ORLANDO, Fla. _ Jurors in the trial of Noor Salman watched graphic video of the Pulse massacre Thursday morning, including footage of Salman's husband, Omar Mateen, as he stalked the nightclub, spraying bullets.
The video traced a timeline of Mateen's assault on the club.
It showed club-goers dancing and mingling prior to the attack, as Mateen's vehicle pulled up outside the club. Minutes later, Mateen was shown entering the club through the front doors. As the gunfire began, victims began to collapse over one another, falling like dominoes atop of each other.
Mateen moved toward a bar in the back of the club, before shooting again. The video showed him reloading as people near him tried to crawl to safety. Mateen was the only person standing.
He opened fire again _ shooting people already lying on the dance floor. Jurors watched as Mateen walked toward the restroom where _ as the jury knows from other video shown yesterday _ he began firing shots into the bathroom stalls, where some had taken refuge.
Salman shielded her face from the evidence of her husband's rampage that was presented in court: video of her husband shooting, photos of his corpse, bloody images of slain victims and video of their falling bodies.
Prosecutors will call more witnesses Thursday morning as they continue to build their case against Noor Salman, the widow of Pulse nightclub massacre gunman Omar Mateen.
Salman is accused of aiding her husband in the planning of the attack at Pulse, during which Mateen killed 49 people and wounded dozens more, and also of lying to federal investigators afterward.
During opening statements Wednesday, prosecutors and defense lawyers painted starkly different portraits of Salman. The government said she gave Mateen "a green light" to carry out the massacre, helping him scout targets and keep secrets; the defense portrayed her as a "trusting, simple" person unaware that she was living with a "monster."
The government then called several witnesses, including Orlando police Detective Adam Gruler, who was working as off-duty security at Pulse when Mateen began his rampage in the early hours of June 12, 2016.
"Time froze.
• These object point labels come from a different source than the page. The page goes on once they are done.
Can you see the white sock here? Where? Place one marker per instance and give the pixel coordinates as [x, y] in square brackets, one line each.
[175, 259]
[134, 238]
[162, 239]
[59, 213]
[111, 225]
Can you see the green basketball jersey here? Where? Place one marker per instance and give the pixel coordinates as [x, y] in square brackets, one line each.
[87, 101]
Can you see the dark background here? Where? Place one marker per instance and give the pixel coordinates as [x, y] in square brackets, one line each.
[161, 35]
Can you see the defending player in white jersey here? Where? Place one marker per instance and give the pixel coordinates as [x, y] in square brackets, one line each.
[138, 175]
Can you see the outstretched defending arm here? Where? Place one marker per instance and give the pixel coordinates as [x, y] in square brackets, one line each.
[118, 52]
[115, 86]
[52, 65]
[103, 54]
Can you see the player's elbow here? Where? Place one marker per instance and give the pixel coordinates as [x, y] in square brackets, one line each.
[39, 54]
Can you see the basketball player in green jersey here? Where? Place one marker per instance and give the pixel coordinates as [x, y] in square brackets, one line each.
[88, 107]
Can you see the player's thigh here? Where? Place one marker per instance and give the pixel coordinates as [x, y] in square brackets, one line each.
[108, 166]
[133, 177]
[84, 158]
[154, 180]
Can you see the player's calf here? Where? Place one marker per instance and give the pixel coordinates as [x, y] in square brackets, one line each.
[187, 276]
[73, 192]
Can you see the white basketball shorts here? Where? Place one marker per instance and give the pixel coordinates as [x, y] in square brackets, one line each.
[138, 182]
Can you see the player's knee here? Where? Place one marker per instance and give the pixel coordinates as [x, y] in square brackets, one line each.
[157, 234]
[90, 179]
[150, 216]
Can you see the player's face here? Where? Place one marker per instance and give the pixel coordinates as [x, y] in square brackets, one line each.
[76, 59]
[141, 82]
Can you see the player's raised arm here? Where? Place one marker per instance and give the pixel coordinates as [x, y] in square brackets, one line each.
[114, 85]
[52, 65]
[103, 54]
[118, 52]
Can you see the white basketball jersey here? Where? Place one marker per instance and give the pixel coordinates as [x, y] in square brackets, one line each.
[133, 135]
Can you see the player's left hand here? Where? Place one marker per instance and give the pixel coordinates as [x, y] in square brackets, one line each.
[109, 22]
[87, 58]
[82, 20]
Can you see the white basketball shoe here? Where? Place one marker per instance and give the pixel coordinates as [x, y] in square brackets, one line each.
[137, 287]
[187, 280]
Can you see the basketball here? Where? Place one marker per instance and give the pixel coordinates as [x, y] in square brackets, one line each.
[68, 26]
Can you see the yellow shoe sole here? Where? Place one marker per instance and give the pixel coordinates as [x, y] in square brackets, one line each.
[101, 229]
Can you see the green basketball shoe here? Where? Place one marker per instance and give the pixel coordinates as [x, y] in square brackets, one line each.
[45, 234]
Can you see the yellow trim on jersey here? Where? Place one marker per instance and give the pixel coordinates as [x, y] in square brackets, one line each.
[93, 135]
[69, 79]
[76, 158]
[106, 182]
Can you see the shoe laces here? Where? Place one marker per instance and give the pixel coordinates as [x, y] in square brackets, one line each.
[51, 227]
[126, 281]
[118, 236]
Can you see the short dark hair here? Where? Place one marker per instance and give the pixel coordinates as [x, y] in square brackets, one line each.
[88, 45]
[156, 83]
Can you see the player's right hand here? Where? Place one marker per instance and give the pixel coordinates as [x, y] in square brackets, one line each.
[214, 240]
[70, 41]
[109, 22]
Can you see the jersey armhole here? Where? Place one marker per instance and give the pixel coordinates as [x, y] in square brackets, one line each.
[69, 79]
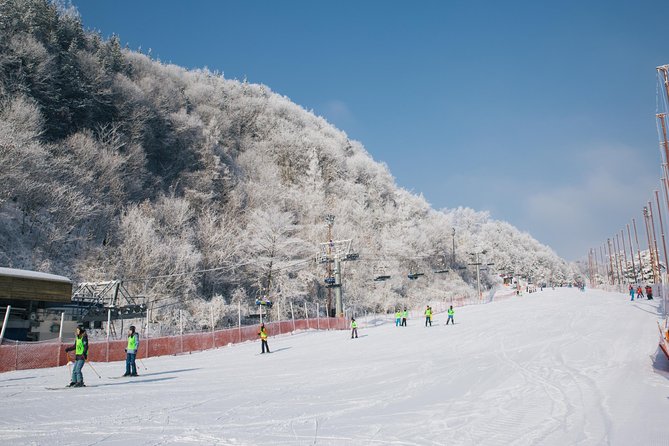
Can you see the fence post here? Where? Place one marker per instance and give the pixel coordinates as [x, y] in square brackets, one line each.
[146, 355]
[213, 339]
[60, 338]
[239, 320]
[108, 324]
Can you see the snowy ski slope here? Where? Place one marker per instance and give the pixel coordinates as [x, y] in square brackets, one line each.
[550, 368]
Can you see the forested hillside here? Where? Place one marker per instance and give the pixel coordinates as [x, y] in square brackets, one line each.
[115, 165]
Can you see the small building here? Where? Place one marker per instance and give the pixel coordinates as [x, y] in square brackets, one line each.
[37, 300]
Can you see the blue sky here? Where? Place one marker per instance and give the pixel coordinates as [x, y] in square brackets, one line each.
[542, 113]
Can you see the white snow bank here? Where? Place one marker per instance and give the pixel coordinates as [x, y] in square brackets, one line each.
[550, 368]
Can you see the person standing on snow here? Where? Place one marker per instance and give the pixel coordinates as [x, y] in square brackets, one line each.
[131, 352]
[649, 292]
[354, 328]
[450, 315]
[263, 338]
[80, 348]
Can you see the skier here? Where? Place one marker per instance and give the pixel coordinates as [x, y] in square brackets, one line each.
[263, 338]
[80, 348]
[131, 352]
[450, 315]
[649, 292]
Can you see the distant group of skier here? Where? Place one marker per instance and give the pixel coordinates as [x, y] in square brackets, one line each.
[80, 348]
[639, 292]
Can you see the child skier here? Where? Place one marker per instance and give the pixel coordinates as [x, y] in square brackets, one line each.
[263, 338]
[131, 352]
[80, 348]
[450, 315]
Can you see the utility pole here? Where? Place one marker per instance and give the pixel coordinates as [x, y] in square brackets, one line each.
[650, 245]
[629, 237]
[453, 252]
[333, 252]
[638, 251]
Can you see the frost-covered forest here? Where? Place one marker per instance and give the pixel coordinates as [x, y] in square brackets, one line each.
[115, 165]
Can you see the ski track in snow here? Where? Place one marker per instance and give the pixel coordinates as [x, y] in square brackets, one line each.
[549, 368]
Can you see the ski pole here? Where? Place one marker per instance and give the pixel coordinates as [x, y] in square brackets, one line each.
[96, 372]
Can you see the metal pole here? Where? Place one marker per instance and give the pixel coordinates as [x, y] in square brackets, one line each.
[622, 237]
[338, 301]
[629, 238]
[657, 252]
[638, 251]
[478, 276]
[211, 315]
[181, 330]
[4, 323]
[650, 245]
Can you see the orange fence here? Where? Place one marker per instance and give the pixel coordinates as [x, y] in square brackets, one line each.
[18, 355]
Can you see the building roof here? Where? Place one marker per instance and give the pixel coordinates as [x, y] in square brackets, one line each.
[34, 275]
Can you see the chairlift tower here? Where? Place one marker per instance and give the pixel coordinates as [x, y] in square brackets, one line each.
[332, 253]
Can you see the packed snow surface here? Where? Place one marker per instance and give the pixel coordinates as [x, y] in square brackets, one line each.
[559, 367]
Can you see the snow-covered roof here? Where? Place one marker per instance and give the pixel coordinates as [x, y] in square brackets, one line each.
[35, 275]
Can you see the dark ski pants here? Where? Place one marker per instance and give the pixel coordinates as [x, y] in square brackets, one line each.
[130, 366]
[77, 376]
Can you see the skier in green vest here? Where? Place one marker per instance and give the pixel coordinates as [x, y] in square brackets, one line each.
[450, 315]
[80, 348]
[131, 352]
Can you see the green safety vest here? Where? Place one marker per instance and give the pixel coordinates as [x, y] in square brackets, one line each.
[80, 346]
[132, 342]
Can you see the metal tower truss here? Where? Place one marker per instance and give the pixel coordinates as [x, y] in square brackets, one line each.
[100, 300]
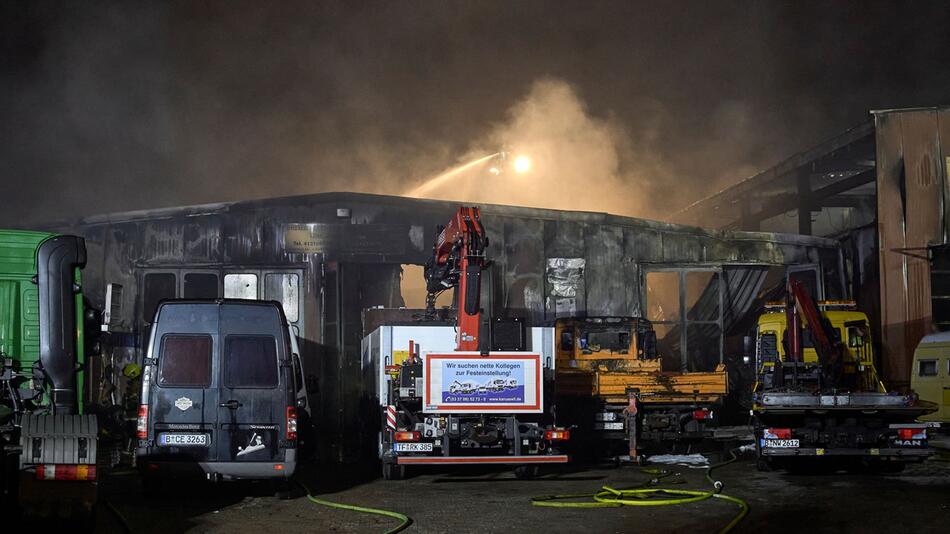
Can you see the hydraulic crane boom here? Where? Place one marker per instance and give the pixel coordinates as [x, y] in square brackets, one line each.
[458, 258]
[801, 306]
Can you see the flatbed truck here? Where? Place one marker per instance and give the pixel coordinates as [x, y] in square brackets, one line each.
[612, 391]
[818, 395]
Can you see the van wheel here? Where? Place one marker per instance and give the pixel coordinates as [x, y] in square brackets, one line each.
[526, 472]
[393, 471]
[283, 490]
[152, 486]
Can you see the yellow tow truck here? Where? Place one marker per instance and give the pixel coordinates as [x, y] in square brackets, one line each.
[612, 390]
[818, 394]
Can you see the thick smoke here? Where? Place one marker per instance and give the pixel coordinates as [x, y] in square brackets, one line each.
[578, 161]
[626, 107]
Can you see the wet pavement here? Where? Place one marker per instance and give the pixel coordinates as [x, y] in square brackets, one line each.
[493, 500]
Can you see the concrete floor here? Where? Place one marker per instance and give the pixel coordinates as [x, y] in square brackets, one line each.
[480, 500]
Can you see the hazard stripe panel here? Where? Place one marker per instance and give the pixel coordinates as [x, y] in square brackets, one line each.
[553, 459]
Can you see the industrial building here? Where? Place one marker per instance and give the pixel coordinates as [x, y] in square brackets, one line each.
[882, 190]
[328, 257]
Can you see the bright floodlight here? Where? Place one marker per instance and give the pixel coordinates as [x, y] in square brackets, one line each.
[522, 164]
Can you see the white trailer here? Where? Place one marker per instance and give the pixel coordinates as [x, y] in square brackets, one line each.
[442, 406]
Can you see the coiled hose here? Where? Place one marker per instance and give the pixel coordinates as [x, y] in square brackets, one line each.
[405, 520]
[650, 496]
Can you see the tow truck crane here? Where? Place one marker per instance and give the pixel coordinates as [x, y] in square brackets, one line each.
[818, 395]
[439, 386]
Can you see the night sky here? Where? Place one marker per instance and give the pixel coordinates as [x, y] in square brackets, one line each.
[646, 107]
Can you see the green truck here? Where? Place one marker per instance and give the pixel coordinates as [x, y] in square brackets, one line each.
[48, 443]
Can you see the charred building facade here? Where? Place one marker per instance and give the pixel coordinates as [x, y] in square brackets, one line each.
[882, 189]
[329, 257]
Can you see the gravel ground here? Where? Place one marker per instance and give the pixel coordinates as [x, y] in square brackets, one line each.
[493, 500]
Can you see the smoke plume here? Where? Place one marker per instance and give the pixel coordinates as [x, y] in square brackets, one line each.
[577, 161]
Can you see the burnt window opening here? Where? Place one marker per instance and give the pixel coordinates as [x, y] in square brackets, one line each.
[200, 286]
[284, 288]
[685, 307]
[158, 286]
[240, 286]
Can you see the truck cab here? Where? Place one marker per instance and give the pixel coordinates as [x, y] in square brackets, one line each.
[612, 389]
[824, 400]
[930, 376]
[221, 391]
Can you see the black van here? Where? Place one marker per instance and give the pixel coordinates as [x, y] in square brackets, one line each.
[221, 391]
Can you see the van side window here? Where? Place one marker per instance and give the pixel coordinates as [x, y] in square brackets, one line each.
[185, 360]
[927, 368]
[250, 361]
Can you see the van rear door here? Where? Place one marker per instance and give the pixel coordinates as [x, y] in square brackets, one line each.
[185, 400]
[255, 384]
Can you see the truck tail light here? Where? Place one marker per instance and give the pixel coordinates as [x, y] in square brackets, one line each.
[291, 424]
[912, 433]
[558, 434]
[141, 424]
[406, 436]
[778, 433]
[65, 472]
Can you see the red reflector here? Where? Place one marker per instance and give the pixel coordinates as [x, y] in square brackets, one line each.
[406, 436]
[291, 423]
[557, 435]
[141, 425]
[66, 472]
[912, 433]
[778, 433]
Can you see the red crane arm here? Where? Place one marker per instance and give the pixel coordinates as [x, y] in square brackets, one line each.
[458, 257]
[829, 352]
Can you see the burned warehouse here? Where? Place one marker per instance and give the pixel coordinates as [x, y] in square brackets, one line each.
[330, 257]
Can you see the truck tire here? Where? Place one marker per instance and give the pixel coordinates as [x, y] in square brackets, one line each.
[526, 472]
[392, 471]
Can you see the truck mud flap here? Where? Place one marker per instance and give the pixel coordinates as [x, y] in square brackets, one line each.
[461, 460]
[58, 439]
[870, 453]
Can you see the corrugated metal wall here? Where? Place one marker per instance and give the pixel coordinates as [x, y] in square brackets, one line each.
[913, 152]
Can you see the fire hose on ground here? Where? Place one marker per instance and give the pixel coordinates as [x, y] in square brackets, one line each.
[650, 496]
[405, 520]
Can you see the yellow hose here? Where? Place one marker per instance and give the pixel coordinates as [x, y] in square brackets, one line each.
[610, 497]
[406, 520]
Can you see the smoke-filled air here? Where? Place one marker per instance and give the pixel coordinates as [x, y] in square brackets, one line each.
[551, 152]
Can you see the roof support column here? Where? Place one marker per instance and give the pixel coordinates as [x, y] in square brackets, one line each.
[803, 181]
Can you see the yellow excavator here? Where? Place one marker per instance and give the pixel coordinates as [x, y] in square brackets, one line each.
[612, 390]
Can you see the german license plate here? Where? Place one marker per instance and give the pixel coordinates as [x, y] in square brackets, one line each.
[782, 443]
[184, 440]
[412, 447]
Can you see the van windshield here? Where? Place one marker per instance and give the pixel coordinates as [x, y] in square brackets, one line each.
[250, 361]
[185, 360]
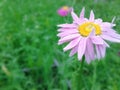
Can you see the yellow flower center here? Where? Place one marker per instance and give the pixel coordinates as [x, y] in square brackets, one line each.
[65, 8]
[86, 28]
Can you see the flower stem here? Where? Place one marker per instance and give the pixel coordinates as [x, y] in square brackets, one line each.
[77, 78]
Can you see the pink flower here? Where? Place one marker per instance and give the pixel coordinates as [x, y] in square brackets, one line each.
[64, 11]
[87, 36]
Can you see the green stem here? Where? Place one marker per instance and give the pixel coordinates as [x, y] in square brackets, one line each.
[77, 80]
[94, 77]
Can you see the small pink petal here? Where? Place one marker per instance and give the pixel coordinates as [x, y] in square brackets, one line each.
[92, 17]
[102, 49]
[72, 44]
[66, 33]
[98, 21]
[107, 45]
[75, 17]
[81, 48]
[98, 52]
[67, 25]
[106, 37]
[68, 38]
[73, 51]
[67, 30]
[97, 40]
[82, 13]
[89, 53]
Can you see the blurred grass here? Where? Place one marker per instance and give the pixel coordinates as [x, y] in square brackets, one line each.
[30, 58]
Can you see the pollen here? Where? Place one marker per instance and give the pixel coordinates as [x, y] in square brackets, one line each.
[86, 28]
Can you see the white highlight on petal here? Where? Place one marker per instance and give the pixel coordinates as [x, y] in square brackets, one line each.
[67, 25]
[106, 37]
[66, 33]
[72, 44]
[81, 47]
[68, 38]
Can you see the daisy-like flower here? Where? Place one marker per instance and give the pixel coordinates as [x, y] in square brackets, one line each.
[87, 36]
[64, 11]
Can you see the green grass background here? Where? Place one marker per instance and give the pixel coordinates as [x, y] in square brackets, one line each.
[30, 58]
There was no concept of any time for me," Gruler said, his voice quaking as he testified about entering the club minutes after the gunfire began. "No matter where we stepped, there was blood."
Jurors also heard from a survivor who played dead beneath a slain victim as Mateen stalked the club, a terrorism expert, a TV news producer who took a call from Mateen, and from the Orlando police hostage negotiator to whom Mateen proclaimed his support for the Islamic state, among others.
The evidence-and-testimony portion of the trial, which began Wednesday, is expected to last three weeks. Salman faces up to life in prison.